Ces exploits lui valent une place dans la sélection brésilienne chargée de disputer la Coupe du monde de 1958 en Suède. Bien que beaucoup d'équipes adverses le voient comme l'arme principale de la Seleçao, c'est surtout Pelé qui se distingue lors de la compétition et occulte sa prestation. Le Brésil remporte sa première coupe du monde.

Lors de l'édition suivante, quatre ans plus tard, au Chili, Pelé se blesse lors d'un match contre la Tchécoslovaquie. Privé de sa star, l'équipe du Brésil compte désormais sur Garrincha, qui se révèle comme le joueur du tournoi. Il inscrit un doublé contre l'Angleterre en quarts de finale et un autre contre le Chili en demi finale. Lors de ce match, il est expulsé pour avoir botté les fesses d'un joueur. La fédération brésilienne arrangera l'histoire et Garrincha jouera la finale. Même s'il ne marque pas en finale contre la Tchécoslovaquie, il remporte la Coupe du monde une deuxième fois et est nommé meilleur joueur du tournoi.

Les années qui suivent annoncent cependant son irrésistible déclin. Son alcoolisme, hérité de son père, ses problèmes de poids et les blessures finissent par le rendre moins exceptionnel aux yeux de son club, Botafogo. Ce dernier finira par le vendre en 1964 aux Corinthians où il va jouer trois ans. En 1966, il dispute sa troisième Coupe du monde mais sa prestation est bien loin d'égaler celle des éditions précédentes. Ses dribbles ne trompent plus grand monde et Garrincha, rattrapé par le temps et les blessures, a perdu sa vivacité. Le Brésil est éliminé après trois matchs.

 

En 1968, Garrincha rejoint le club colombien d'Atletico Junior, mais retourne rapidement à Rio, et s'engage avec Flamengo. Rongé par l'alcool et l'arthrose, Garrincha, l'oiseau, se brûle les ailes. Ruiné, dépressif, impliqué dans des accidents de voiture (dont l'un coûta la vie à la mère de sa maîtresse, la chanteuse Elza Soares) , il finit sa carrière dans le modeste club d'Olaria en 1972.

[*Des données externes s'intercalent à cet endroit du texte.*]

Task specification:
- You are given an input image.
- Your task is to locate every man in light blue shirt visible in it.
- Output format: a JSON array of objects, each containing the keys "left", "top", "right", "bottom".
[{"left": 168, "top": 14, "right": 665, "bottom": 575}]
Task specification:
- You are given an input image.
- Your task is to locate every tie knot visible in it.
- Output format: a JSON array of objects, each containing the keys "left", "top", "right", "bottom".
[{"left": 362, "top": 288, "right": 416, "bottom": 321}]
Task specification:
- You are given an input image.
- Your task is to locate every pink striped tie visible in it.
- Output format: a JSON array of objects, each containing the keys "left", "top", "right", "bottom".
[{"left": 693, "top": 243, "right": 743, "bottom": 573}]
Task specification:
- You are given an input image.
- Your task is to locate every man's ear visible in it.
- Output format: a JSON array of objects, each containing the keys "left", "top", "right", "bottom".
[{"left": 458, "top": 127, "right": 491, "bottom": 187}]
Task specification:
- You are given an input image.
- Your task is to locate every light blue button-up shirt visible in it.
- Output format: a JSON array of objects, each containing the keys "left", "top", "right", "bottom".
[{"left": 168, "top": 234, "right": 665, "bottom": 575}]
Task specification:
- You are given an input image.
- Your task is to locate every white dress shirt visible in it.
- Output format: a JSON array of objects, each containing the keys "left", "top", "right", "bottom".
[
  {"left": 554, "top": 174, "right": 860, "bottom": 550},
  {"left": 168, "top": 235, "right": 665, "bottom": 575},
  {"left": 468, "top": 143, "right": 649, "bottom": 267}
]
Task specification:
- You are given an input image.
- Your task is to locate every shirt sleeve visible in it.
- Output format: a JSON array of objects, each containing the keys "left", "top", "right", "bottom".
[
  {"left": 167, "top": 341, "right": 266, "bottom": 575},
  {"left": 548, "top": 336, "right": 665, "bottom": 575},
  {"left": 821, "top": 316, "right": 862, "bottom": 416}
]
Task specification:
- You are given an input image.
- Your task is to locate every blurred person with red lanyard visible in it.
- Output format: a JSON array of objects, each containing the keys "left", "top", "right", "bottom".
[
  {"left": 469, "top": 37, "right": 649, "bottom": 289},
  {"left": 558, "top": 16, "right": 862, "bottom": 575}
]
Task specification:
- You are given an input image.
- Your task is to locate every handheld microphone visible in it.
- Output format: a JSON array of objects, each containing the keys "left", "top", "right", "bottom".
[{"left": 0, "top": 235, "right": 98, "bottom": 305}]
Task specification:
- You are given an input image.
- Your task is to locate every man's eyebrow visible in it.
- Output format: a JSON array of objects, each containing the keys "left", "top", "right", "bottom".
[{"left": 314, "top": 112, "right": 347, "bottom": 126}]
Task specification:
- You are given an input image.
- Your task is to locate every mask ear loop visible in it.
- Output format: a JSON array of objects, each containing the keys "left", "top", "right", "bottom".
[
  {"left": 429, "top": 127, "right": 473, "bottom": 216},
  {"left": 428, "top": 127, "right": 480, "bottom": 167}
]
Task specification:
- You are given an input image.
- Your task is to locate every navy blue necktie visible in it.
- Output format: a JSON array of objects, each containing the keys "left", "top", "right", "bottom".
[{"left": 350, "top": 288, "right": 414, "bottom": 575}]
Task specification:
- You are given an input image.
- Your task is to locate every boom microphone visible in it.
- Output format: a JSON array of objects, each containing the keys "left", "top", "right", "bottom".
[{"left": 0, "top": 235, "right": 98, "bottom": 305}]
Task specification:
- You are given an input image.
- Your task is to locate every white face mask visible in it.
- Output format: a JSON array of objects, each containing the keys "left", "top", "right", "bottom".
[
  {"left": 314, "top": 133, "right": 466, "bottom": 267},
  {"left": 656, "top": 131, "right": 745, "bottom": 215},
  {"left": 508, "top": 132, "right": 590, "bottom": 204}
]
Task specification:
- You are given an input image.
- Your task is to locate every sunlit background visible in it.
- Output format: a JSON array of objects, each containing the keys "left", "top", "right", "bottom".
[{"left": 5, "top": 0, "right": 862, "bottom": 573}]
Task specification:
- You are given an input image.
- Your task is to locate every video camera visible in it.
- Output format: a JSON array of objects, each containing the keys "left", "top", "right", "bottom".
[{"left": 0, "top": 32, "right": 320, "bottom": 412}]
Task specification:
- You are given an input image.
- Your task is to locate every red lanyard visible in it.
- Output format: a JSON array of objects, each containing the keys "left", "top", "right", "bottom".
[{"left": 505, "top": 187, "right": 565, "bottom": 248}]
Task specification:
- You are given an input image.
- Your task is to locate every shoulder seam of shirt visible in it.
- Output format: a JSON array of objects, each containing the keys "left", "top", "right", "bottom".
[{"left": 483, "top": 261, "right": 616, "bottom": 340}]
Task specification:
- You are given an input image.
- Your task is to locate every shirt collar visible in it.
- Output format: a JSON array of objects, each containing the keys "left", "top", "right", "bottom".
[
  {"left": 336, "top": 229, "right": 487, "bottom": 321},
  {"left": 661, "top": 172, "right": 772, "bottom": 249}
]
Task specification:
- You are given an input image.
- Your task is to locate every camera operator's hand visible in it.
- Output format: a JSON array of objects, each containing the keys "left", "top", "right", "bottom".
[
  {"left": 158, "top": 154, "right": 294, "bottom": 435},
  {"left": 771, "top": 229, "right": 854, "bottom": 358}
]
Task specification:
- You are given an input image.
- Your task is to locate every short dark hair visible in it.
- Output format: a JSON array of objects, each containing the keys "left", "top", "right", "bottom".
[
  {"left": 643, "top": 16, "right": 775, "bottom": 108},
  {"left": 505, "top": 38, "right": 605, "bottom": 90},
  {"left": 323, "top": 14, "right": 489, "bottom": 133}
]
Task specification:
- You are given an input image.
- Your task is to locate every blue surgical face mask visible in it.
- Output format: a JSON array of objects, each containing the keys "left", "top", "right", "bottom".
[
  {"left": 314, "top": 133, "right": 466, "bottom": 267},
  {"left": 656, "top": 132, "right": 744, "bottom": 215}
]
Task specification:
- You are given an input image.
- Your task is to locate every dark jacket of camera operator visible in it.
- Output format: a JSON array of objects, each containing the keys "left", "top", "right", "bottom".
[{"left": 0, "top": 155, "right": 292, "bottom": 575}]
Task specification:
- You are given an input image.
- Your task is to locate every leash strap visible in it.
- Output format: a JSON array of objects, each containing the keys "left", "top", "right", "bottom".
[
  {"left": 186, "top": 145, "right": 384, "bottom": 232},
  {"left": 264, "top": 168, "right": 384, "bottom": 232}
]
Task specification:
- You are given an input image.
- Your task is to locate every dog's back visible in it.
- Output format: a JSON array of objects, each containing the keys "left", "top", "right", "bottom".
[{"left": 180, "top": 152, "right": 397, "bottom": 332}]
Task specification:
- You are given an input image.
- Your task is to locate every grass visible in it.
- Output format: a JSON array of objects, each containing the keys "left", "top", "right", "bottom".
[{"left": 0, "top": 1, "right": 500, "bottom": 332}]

Il s'éteindra le 20 janvier 1983, ruiné et abandonné, des suites d'une cirrhose liée à son alcoolisme.

 

La légende

Garrincha est sûrement l'un des joueurs brésiliens le plus attachant, avec son air trapu, son aspect court sur pattes et ses genoux rentrants (dont l'un, le gauche, était d'ailleurs déformé malgré une intervention), qui aurait pu lui prédire une telle carrière aussi belle que méconnue du grand public tant il fut à l'époque occulté par son coéquipier de sélection le jeune Pelé. Ce dernier revendique la Coupe du monde 1962 alors qu'il fut très vite blessé, laissant Garrincha seul aux commandes pour ramener le titre.

Garrincha était ce qui pourrait se qualifier un joueur de cœur, refusant la médiatisation, il préférait retrouver ses camarades pour continuer de s'adonner à son sport fétiche pieds nus sur la plage dans la plus pure tradition brésilienne. Illettré, il n'avait que des plaisirs simples : l'alcool, le football et le sexe (il eut 13 enfants de cinq femmes différentes). Toutes ces particularités lui donnaient un statut d'un footballeur abordable, proche du peuple puisque partageant le même lieu de vie, les mêmes joies simples et les mêmes problèmes. C'est pour cela qu'il était surnommé la "joie du peuple" (Alegria do povo).

Dans un match avec Botafogo, il réussit le record de marquer en 9,22 seconde et dans le même match il réussit aussi le plus rapide doublé en 38,33. Capable de dribbler un joueur puis de repartir en arrière afin de continuer de s'amuser, c'était un joueur unique sûrement en avance sur son temps de par le style de football qu'il pratiquait tout en finesse, touché de balle et feintes de corps.

 

Seule la fin de sa carrière reste terne, mais cela est essentiellement dû au caractère de ce joueur qui, malgré la vieillesse, continuait de vouloir virevolter balle au pied alors que les défenseurs avait déjà rattrapé leur retard et que ses jambes ne lui permettaient plus de réussir les dribbles qu'il continuait de tenter. Ses déboires dus à l'alcool et à des démêlés conjugaux incessants (Pelé raconte l'avoir vu venir à l'entraînement avec un revolver, après une dispute avec sa femme) font partie de la légende Garrincha.